Kevin Bjorke
Kevin Bjorke
1 min read

Filed Under

Tags

Golden Gate, May 2003 (C)2003 Kevin Bjorke Three rolls Delta 400, 11.5 mins @ 20C Xtol 1::1. Mixed at 24C, brought the temperature down by tossing some ice cubes in a baggie and floating it in the already-diluted Xtol.

Yesterday afternoon I spooled about 20 rolls of Delta from a 100’ bulkroll — as I was cranking along, I read the Ilford label for the box, which recommended Xtol 1::1 for Delta 400 at no speed slower than ISO 500… 13 mins @ 20C. Hmmm, wonder why they don’t like Xtol?

When I was living in Marin, I started work on a collection of photos of the Golden Gate bridge. Shot quite a few. My thought was to do something faintly echoing Hiroshige’s 36 Views of Fuji. One or two “straight” shots of the bridge itself, and all the rest photos of the city and countryside surrounding it, with the bridge merely a constant presence. The I moved to Hawaii and had to set this project aside.

In the meantime, what appears in the bookstores but Golden Gate by Richard Misrach. For a while, I feared that his book (and show) were exactly what I had planned — I’ve since discovered differently, even as I’ve returned to Northern California.

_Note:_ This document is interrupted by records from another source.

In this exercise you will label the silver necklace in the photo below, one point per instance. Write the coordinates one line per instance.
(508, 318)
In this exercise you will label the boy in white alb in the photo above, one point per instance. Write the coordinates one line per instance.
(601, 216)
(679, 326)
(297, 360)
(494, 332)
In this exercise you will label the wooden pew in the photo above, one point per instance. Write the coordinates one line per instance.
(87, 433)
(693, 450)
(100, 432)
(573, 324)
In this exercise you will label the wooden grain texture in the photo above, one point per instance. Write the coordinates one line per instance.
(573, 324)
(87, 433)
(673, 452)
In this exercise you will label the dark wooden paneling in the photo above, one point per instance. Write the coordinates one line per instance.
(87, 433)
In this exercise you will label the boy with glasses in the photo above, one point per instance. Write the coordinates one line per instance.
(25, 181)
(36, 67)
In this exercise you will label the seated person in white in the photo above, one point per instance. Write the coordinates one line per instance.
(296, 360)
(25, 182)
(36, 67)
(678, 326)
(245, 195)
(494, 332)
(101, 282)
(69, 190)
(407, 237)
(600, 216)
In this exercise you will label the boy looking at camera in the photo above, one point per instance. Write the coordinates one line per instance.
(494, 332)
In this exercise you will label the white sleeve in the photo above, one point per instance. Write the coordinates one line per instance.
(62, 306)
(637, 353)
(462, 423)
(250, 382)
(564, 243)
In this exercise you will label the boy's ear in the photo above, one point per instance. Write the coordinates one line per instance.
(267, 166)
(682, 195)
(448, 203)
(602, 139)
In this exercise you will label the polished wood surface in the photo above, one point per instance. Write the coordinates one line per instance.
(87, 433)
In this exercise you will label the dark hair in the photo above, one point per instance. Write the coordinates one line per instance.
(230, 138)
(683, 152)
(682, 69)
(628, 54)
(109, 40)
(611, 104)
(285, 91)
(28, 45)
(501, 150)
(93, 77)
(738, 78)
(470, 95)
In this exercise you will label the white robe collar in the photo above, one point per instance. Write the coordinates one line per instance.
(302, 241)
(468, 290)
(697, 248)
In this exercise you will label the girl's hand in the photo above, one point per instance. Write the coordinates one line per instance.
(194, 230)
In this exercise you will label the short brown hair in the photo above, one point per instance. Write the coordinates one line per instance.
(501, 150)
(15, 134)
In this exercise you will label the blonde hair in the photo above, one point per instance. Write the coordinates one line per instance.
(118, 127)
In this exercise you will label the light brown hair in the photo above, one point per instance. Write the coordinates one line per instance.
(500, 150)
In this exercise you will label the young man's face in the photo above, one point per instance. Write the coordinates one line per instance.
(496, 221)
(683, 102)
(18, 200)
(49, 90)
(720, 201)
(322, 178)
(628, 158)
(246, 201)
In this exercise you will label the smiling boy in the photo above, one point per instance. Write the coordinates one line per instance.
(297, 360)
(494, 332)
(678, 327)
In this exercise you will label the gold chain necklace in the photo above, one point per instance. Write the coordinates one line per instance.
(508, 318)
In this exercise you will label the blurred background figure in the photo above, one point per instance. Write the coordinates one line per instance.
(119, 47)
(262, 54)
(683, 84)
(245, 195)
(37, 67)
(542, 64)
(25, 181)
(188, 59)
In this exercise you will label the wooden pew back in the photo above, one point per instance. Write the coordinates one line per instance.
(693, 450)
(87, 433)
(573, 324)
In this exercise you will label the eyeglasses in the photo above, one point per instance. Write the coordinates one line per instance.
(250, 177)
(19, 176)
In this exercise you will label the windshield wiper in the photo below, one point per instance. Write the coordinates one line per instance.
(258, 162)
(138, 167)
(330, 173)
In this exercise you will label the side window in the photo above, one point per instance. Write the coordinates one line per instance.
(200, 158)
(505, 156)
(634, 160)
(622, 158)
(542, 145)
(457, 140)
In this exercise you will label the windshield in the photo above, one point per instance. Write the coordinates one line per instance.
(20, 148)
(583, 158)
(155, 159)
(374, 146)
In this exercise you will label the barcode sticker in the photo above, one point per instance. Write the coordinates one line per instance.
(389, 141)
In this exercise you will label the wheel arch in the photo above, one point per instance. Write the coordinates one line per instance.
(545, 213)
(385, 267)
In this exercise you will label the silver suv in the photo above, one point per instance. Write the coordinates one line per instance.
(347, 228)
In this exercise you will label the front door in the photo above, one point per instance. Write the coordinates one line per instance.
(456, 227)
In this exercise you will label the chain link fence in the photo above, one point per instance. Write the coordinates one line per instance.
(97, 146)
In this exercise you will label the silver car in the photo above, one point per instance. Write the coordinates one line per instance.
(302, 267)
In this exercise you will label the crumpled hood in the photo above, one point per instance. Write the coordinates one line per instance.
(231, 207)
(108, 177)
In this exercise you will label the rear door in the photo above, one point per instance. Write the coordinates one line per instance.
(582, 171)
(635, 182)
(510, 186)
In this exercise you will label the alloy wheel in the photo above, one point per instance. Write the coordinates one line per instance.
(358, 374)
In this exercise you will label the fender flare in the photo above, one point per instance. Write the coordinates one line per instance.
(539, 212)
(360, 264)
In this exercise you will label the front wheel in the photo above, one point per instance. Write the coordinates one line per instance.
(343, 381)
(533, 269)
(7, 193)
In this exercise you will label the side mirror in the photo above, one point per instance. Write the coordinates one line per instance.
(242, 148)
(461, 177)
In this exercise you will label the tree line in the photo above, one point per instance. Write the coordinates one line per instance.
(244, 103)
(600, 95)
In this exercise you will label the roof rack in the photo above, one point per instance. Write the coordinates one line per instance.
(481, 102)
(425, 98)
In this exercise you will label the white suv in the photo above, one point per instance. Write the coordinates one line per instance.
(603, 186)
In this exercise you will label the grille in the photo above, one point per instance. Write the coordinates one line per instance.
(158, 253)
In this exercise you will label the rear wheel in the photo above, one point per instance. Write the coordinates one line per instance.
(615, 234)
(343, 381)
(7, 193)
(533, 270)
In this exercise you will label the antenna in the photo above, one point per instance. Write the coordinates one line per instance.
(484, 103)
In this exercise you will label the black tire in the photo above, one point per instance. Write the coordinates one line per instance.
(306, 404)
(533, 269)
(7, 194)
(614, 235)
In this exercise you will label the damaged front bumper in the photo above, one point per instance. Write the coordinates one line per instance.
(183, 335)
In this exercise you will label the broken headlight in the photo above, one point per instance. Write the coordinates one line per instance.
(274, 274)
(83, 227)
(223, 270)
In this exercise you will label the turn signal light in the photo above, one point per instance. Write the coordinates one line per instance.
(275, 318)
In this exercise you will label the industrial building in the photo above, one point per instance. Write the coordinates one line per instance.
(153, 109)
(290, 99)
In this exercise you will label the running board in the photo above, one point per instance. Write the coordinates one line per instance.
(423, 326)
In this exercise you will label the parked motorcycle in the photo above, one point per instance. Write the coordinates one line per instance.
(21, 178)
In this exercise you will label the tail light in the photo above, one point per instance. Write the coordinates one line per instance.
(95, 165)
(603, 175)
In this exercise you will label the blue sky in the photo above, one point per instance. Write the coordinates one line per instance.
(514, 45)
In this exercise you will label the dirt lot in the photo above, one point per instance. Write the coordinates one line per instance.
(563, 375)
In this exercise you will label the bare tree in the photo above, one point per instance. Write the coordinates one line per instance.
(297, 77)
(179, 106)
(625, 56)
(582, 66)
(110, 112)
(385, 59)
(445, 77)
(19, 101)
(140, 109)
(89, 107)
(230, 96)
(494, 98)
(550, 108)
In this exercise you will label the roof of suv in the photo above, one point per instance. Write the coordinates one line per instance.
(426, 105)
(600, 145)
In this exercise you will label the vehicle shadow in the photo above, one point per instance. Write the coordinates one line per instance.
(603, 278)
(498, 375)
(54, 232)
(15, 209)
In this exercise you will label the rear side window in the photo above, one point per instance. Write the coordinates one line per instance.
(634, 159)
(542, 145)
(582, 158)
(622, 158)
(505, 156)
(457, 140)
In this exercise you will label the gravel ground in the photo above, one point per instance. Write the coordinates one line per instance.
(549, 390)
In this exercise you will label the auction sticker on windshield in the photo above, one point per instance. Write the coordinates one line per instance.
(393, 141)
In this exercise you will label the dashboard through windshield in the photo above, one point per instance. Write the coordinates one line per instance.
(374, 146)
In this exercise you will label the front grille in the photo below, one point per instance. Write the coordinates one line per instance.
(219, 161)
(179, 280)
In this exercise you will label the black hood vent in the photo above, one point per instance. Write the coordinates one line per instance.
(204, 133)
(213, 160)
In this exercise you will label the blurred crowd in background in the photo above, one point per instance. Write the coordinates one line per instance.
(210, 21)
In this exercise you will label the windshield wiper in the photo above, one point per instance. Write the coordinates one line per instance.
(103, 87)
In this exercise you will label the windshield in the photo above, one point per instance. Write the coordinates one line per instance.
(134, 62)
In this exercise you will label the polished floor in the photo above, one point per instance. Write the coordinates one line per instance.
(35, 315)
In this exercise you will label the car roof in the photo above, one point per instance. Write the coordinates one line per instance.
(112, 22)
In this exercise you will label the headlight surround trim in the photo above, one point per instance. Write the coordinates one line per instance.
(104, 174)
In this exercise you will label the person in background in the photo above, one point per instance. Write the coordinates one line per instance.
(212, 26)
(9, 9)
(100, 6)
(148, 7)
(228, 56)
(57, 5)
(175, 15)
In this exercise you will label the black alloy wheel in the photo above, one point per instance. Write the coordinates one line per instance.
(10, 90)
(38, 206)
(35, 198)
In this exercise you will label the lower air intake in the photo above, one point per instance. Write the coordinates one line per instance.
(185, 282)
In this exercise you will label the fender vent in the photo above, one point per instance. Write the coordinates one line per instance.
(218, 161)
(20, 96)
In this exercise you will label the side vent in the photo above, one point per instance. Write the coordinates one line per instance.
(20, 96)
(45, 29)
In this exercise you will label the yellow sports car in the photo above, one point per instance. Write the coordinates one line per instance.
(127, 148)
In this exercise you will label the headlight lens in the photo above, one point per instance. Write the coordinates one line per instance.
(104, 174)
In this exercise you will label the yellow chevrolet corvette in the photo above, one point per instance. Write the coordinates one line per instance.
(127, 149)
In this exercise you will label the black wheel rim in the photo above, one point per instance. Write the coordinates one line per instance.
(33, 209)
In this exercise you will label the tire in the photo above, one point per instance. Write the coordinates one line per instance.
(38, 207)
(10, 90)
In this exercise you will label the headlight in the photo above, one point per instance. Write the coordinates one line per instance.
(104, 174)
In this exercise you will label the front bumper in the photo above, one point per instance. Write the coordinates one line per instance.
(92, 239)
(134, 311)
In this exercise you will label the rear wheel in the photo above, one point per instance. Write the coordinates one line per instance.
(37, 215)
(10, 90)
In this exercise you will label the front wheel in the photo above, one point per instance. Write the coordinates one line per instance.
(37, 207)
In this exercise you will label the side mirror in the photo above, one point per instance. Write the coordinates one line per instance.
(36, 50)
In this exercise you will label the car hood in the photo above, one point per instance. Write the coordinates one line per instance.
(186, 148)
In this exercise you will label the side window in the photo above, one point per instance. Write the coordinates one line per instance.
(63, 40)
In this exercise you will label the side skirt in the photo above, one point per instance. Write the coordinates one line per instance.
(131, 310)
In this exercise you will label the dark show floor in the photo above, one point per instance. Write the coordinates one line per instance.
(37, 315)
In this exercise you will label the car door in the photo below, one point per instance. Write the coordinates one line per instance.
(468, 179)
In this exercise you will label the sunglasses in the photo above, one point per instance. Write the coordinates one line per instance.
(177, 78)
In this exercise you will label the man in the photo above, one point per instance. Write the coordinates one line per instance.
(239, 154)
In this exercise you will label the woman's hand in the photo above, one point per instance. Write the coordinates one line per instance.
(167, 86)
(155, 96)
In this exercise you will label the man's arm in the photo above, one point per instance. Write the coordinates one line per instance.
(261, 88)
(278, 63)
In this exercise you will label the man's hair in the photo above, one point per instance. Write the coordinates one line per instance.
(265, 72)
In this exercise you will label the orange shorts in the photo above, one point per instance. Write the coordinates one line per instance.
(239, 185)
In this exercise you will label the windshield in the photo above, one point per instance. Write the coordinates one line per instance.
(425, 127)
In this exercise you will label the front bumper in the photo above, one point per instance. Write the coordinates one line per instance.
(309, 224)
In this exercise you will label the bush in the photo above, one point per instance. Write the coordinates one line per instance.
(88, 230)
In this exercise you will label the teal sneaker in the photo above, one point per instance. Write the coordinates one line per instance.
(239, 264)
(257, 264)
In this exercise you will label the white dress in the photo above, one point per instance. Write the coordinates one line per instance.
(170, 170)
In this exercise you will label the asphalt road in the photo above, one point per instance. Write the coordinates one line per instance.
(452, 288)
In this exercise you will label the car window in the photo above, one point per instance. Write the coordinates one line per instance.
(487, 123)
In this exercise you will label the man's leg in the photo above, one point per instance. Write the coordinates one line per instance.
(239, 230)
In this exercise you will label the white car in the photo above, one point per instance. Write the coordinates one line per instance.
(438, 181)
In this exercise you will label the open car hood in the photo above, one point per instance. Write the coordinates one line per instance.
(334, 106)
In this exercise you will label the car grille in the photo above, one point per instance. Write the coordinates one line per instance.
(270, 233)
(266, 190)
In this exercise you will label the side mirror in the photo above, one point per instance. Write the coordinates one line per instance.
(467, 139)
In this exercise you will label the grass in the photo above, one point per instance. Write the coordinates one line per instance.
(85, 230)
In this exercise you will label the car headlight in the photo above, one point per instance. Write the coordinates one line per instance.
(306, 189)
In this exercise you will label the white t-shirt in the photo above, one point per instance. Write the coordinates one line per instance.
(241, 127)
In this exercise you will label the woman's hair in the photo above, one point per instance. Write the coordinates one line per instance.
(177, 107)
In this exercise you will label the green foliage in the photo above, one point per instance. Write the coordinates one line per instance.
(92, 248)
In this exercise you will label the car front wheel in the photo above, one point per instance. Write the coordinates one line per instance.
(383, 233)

It’s natural to want to complete this project, though my photography is now in a very different ideological place. The greatest change w.r.t. my initial charter has been the growth of a deeper understanding (or belief that I have one, anyway) in the way Hiroshige was able to use Fuji-yama as a universal symbol of Japanese-ness. I began to see, in a less-than-superficial way, that Hiroshige’s illustrations were not of Fuji, but under the eye of Fuji.

I also came to question the role the Gate has. While physically imposing, a common iconographic symbol for the bay, what does the Gate represent? A tourist attraction, a real estate boon to Southern Marin, a tax harbor and absurd privilege to members of the bridge commission, tempting terrorist target? Is that what I want to accomplish, to celebrate, to reveal?

I’m still interested in the idea of this project, but even as the questions become sharper the answers recede.